É sempre, quando olho para trás, inconscientemente, pensava sempre que a minha relação com a música tinha nascido quando comecei a estudá-la, ou seja, quando te dás de caras com a música erudita e clássica, que neste caso, foram as minhas bases. Mas, agora, quando olho para trás percebo que não foi nada disso que aconteceu, comecei a cantar em casa com a minha mãe e a minha avó e tudo o que cantávamos era música tradicional. Aquelas canções que passaram de geração em geração e de boca em boca. Por isso, sim, tem muita importância para mim.
Qual é que é a sua primeira memória musical?

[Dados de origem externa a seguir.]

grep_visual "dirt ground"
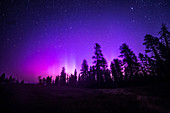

Essa é uma questão complicada. Há uma que tenho sempre muito presente que é da minha avó, quando ia para casa dela nas férias, e lembro-me dela estar a cozinhar, enquanto estava a brincar, e começou a cantar o Alecrim. Tinha uma voz lindíssima. É uma memória que tenho congelada.
E foram essas canções que cantavam juntas, como a Alecrim ou a Oliveirinha da Serra, que acabam por aparecer mais tarde no Tradições?
São quase todas, eram as canções que ouvia a minha avó a cantar, outras que aprendi mais tarde e que me dão prazer de interpretar.
Agora, antes de acabarmos a conversa, gostava de lhe perguntar se podia revelar mais algum detalhe sobre o lançamento do seu primeiro disco de longa duração?
Adorava que o disco pudesse sair nos finais deste ano, mas vai depender se vamos conseguir financiar o disco na sua totalidade. Quero manter-me positiva e acreditar que sim, por volta de dezembro o álbum estará pronto.
Já é a segunda vez que menciona a dificuldade em garantir financiamento para o seu disco, a pandemia dificultou esse procedimento?
Foi não só pela pandemia, mas também pela forma como todo este sistema funciona. Quando gravei o meu primeiro EP, foi completamente diferente, ainda estava a estudar, assim como o Bernardo Ramos, Guilherme Simões e Rodrigo Domingos [fundadores da editora], então tínhamos meios e apoios da Escola Superior de Música de Lisboa, por isso, foi tudo muito mais fácil e diferente. Agora, é muito complexo. É necessário pagar a músicos, é preciso pagar o estúdio, é preciso pagar quem produz, quem grava. É tudo mais complicado e não me queria estar a comprometer em levar este projeto para a frente sem poder nem ter a certeza que poderia pagar aos músicos. Também não existem muitos apoios a que possamos concorrer, e os que existem “são muitos cães a um osso”. Mas vou manter o meu espírito positivo e acreditar que tudo vai correr pelo melhor.